As renowned researcher Dr. Brené Brown explains, “Boundaries are the distance at which I can love you and me simultaneously.”
This situation highlights a severe breakdown in establishing necessary boundaries concerning medical events and shared partnership responsibilities. The OP is 37 weeks pregnant, high-risk due to gestational diabetes, and facing an invasive surgery. Her preference for the earliest possible date (June 20th) is rooted in medical necessity and physical discomfort. The husband’s insistence on waiting until June 24th, based on his HR schedule and 12-hour shifts, demonstrates a prioritization of his workplace logistics over his wife’s immediate medical needs and emotional state. His actions suggest a pattern of avoidance or difficulty taking decisive action without perfect conditions, which the OP correctly identifies as an excuse-making tendency.
The concept of emotional labor and shared responsibility is critical here. While the husband is not physically undergoing the C-section, his role as a supportive partner during a high-risk delivery and immediate recovery is non-negotiable. The inability to resolve a simple scheduling conflict for a medically required event by coordinating with HR or his employer signals a failure in proactive problem-solving within the partnership. The OP’s response, while heated, was directed at forcing accountability. Her actions regarding asserting her preference were appropriate given the circumstances; however, future discussions should focus on joint planning rather than confrontation. The constructive recommendation is for the couple to immediately establish that medical scheduling takes absolute precedence, and that the husband must proactively secure coverage or communicate unavoidable absence to his employer *before* the fact, rather than using work constraints as a barrier to supporting his wife.
If the procedure is scheduled, the responsibility shifts from scheduling debate to logistical planning for immediate labor, reinforcing the necessity of the husband being fully available or having contingency plans already in place for his work shifts.
HERE’S HOW REDDIT BLEW UP AFTER HEARING THIS – PEOPLE COULDN’T BELIEVE IT.

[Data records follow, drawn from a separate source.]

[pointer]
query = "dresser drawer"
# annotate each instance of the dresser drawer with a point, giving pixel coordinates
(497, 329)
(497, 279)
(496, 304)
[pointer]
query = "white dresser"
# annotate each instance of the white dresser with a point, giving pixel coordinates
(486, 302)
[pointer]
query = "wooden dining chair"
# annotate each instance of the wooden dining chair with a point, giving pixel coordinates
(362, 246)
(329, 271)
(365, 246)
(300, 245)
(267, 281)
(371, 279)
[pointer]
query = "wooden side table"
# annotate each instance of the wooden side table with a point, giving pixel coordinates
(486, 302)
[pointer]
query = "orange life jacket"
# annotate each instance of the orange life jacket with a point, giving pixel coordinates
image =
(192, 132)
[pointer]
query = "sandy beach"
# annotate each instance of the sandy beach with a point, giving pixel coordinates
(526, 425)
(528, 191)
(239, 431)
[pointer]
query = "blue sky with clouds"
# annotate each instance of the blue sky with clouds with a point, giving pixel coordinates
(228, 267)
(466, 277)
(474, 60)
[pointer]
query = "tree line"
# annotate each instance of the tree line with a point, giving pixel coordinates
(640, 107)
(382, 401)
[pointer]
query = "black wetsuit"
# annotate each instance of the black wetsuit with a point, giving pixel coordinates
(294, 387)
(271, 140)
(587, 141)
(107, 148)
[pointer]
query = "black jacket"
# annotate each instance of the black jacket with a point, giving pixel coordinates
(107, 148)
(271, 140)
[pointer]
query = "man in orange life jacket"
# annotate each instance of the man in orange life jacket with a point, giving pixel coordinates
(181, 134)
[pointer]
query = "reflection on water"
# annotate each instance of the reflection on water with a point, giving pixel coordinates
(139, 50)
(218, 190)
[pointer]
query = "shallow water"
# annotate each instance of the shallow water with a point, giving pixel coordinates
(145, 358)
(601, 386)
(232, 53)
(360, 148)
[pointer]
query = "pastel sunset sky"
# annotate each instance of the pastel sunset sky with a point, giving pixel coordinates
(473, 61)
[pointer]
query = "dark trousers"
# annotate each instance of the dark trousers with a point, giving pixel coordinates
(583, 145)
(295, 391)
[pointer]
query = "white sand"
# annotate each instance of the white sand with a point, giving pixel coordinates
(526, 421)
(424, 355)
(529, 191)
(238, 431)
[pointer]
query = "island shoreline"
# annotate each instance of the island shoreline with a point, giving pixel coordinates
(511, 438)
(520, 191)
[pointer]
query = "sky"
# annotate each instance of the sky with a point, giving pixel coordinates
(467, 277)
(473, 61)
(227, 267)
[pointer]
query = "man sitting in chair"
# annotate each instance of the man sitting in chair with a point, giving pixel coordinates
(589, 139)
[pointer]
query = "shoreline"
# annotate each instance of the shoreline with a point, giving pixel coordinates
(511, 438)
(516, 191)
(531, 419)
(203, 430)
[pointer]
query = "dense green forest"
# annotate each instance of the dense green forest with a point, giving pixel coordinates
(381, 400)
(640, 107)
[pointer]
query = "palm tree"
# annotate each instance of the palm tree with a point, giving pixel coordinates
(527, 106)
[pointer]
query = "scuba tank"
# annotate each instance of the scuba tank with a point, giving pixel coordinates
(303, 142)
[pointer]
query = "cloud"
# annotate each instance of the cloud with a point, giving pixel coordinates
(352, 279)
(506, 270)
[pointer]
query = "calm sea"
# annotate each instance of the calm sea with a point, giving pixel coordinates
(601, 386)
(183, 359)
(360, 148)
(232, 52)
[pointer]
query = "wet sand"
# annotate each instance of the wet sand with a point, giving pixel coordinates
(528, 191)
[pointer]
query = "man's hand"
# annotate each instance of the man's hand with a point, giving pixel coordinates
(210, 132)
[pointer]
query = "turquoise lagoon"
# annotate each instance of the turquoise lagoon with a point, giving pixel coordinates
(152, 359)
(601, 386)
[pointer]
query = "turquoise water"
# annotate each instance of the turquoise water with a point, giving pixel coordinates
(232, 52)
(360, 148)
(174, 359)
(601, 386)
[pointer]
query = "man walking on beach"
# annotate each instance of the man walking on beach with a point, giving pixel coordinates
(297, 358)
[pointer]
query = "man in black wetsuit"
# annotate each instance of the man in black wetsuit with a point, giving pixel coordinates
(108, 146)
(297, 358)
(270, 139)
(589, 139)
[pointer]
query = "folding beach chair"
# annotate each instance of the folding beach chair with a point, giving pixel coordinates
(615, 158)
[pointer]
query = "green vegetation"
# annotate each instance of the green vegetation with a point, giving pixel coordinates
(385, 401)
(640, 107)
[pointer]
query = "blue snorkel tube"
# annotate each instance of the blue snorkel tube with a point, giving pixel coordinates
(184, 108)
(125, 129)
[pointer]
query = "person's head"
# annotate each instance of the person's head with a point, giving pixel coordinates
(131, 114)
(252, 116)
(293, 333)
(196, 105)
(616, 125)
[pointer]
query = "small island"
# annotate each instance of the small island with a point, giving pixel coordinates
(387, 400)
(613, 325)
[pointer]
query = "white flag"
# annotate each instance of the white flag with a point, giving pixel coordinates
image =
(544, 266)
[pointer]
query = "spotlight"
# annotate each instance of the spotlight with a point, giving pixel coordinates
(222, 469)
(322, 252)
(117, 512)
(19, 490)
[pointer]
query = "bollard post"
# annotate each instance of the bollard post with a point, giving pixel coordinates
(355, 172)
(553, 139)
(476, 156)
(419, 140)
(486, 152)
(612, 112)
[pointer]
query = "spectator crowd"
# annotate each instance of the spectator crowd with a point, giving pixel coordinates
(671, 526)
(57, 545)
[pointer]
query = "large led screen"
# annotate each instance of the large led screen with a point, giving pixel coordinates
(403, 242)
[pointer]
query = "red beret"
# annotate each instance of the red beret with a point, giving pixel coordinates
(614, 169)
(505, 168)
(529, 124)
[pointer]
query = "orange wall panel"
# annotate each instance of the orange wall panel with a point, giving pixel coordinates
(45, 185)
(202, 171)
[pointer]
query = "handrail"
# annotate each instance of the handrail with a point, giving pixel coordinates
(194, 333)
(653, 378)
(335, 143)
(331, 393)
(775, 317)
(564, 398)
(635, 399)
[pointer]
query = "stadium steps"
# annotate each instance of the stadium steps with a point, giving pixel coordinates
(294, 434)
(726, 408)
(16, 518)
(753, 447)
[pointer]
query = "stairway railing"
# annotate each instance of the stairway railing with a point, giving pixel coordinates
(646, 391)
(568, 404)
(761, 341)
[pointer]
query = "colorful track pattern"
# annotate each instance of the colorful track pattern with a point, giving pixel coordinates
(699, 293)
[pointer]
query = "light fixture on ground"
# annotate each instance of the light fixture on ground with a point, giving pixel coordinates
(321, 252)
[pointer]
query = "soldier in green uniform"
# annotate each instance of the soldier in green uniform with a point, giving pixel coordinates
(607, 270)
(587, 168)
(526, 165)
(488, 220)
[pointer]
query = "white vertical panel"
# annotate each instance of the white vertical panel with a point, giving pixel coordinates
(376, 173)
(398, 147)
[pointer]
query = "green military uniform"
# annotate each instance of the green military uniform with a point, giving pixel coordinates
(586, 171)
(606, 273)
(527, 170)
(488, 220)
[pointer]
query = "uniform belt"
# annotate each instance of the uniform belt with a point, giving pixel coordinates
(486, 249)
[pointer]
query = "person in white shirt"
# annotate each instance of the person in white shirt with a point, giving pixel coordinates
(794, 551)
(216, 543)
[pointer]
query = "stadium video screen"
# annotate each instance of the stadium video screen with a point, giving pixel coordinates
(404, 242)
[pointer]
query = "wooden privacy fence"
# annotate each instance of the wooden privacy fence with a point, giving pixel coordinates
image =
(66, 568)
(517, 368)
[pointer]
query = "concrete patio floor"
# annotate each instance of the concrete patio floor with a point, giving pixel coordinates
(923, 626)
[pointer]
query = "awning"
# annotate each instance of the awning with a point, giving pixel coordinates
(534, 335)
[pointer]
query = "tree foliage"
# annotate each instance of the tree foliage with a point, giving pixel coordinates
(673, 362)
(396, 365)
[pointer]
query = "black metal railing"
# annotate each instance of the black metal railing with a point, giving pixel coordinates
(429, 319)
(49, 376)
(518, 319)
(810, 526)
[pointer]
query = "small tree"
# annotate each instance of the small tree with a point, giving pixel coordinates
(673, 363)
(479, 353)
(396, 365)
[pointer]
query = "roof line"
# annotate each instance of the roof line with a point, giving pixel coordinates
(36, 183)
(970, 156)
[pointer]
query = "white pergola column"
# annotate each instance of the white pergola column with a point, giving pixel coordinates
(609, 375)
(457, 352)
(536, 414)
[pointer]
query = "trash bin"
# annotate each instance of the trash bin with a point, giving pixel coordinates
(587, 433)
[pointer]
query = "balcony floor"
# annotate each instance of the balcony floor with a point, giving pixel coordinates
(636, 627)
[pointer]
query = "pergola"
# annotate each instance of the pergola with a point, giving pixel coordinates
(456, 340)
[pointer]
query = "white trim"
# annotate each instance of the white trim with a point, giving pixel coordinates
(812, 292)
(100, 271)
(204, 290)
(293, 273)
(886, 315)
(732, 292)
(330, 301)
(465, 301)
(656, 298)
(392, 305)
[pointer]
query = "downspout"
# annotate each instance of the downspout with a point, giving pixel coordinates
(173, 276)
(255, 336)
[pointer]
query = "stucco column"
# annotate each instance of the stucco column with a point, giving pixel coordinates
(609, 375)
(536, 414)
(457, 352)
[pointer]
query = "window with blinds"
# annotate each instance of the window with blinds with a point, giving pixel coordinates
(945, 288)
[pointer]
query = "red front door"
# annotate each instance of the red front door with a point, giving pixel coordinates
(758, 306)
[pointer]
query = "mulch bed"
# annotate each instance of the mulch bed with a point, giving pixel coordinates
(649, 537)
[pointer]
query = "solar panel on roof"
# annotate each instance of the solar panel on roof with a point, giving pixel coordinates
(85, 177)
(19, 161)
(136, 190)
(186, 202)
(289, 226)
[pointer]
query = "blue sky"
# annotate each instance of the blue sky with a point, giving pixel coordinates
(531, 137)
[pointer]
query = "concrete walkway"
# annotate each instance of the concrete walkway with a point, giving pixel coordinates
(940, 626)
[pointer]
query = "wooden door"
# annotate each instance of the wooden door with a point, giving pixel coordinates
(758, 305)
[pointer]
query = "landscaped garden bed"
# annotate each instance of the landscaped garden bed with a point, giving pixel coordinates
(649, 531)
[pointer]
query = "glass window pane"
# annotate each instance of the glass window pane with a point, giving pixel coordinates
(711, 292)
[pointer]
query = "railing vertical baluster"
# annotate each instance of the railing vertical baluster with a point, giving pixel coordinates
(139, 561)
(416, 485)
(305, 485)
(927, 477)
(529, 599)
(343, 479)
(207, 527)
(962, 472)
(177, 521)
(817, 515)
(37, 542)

The original poster (OP) is facing a significant conflict regarding the scheduling of a necessary C-section, caught between her medical need for an early procedure due to high-risk factors and her husband’s desire to delay it for professional convenience. Her frustration stems from feeling that her physical well-being and timing preference are being overridden by his work-related obligations and what she perceives as a pattern of making excuses.
Given that the OP is the one undergoing a major surgery for a high-risk pregnancy, should the medical necessity and her personal comfort take absolute priority over her husband’s desire for scheduling ease related to non-critical work matters, or is the husband justified in requesting a delay to meet logistical requirements for his employment?